Если homo ritualis и "лиминален" (Виктор Тёрнер), то постольку, поскольку выбрал себе подвижно-постоянную позицию на пороге небытия. Архаический человек ветшает уже во младенчестве и ощущает себя вправе рассматривать действительно престарелых и в качестве избыточных для организованного им общества, и в качестве подлинно-неоспоримого воплощения этой социальности. Один и тот же логический каркас, на котором держится примордиальная социокультура, имеeт разные фасады, оформленные в манере то геронтофобии, тo геронтофилии. Понятно, что обычай способен комбинировать старость, изгоняемую из общества, с той, что наделяется авторитетом: в индуизме тот, кто достиг ее, может учить других, но когда человек чует, что его жизненный путь ("патха") подходит к концу, он покидает очаг и свое ближайшее окружение, пускаясь в странствие ("паривражда", "саньясин"). Если социум отчуждает от себя исчерпавших свой век, то они оказываются носителями "голой жизни", вытолкнутыми из символического (точнее, соматически-семантического) порядка. Джорджо Агамбен ("Homo sacer", 1995) утвердил в философском обиходе понятие "голая жизнь" применительно к преступнику, объявляемому вне закона. Исключение из социального репродуцирования, развивает Агамбен соображения, высказанные Жоржем Батаем в начале 1930-х годов, двусмысленно: в своей потусторонности относительно рутины оно подлежит как искоренению, так и освящению. Тогда, когда старость получает признание в обществе, она сакрализуется в качестве статусной. Старение повышает социальный ранг индивида несмотря на то, заслуживает ли он того или нет. Дань сановного уважения, отдаваемая предельному возрасту, выявляет содержание статуса в его отличие от роли.

Если исполнитель роли (допустим, профессиональной) разыгрывает ее мастерски или неумело, адекватен ей или нет, то статус расположен вне контраста между истиной и фальшью, он имеет смысл, но не значение. Династические элиты (аристократия) – реликт синильного общества: модернизируясь, оно сужает объем статуса, который был дарован всякому, дожившему до седин, до частно-семейного, передаваемого из поколения в поколение по нисходящей линии так, что он вменяется и детям. В современном мире, заполненном (по меньшей мере в индустриально продвинутых странах) пенсионерами, быть престарелым подразумевает выход из социальной роли, что десакрализует, формализует ее противочлен – статус ("Граждане, уступайте место в вагонах пожилым людям…").

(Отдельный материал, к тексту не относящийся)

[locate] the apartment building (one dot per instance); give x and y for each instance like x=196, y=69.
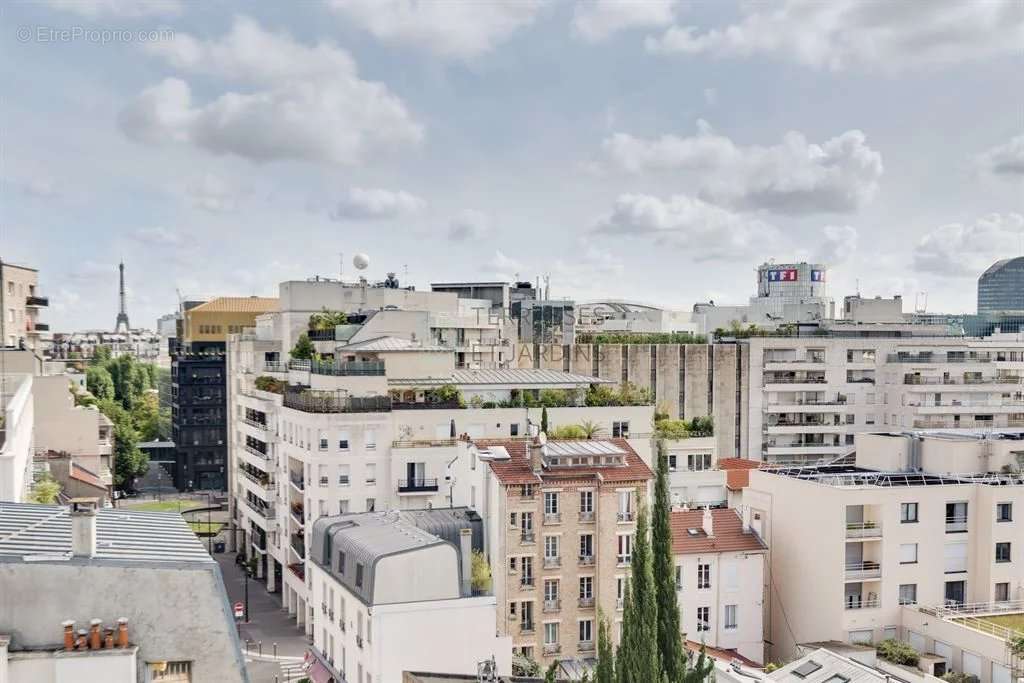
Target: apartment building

В древнейших и традиционных социокультурах старость как сугубый смысл, управляемый лишь внутренней логикой, втягивается в абсурдную карнaвализацию, о которой у меня еще будет повод высказаться подробнее (в главе XI). На святках ряженые эротизируют покойников, которыми они притворяются. В.Н. Топоров прочел в святочных играх следы мифа о рождении первой смерти. Переходные ритуалы привносят мертвое в живое, но диалектика такого рода гиблого существования заключается в том, что и Танатос обретает витальность. В этом перевороте – вся суть праздничности (в том числе перерывов в труде, необходимом для удовлетворения жизненных потребностей: паузы приостанавливают время, которое тем не менее никуда не исчезает). Без старости, без взаимодействия смысла с бессмыслицей не было бы не только войны, но и праздничного веселья. Примордиальное общество приурочивает праздники к моментам завершения одних сезонов и начала следующих. Старость, как уже было сказано, не отвечает космическим ритмам. Чреватая карнавальным абсурдом, она, однако, добивается соответствия природному строю, снимает в эйфорическом самозабвении свое несовпадение с ним.

Перевоплощение мифоритуального человека в исторического было длительно-постепенным (на чем я пока не буду останавливаться). Эта медленная эволюция смысла приняла революционный характер в религиозном представлении о земной персонифицируемости Божественного Логоса – о Христе. Отрясая с себя синильность (в других терминах: "ветхого Адама"), социокультура сделала ставку на Бога-Сына, на смену поколений, на уникальную конкретность смысла как неоспоримой истины.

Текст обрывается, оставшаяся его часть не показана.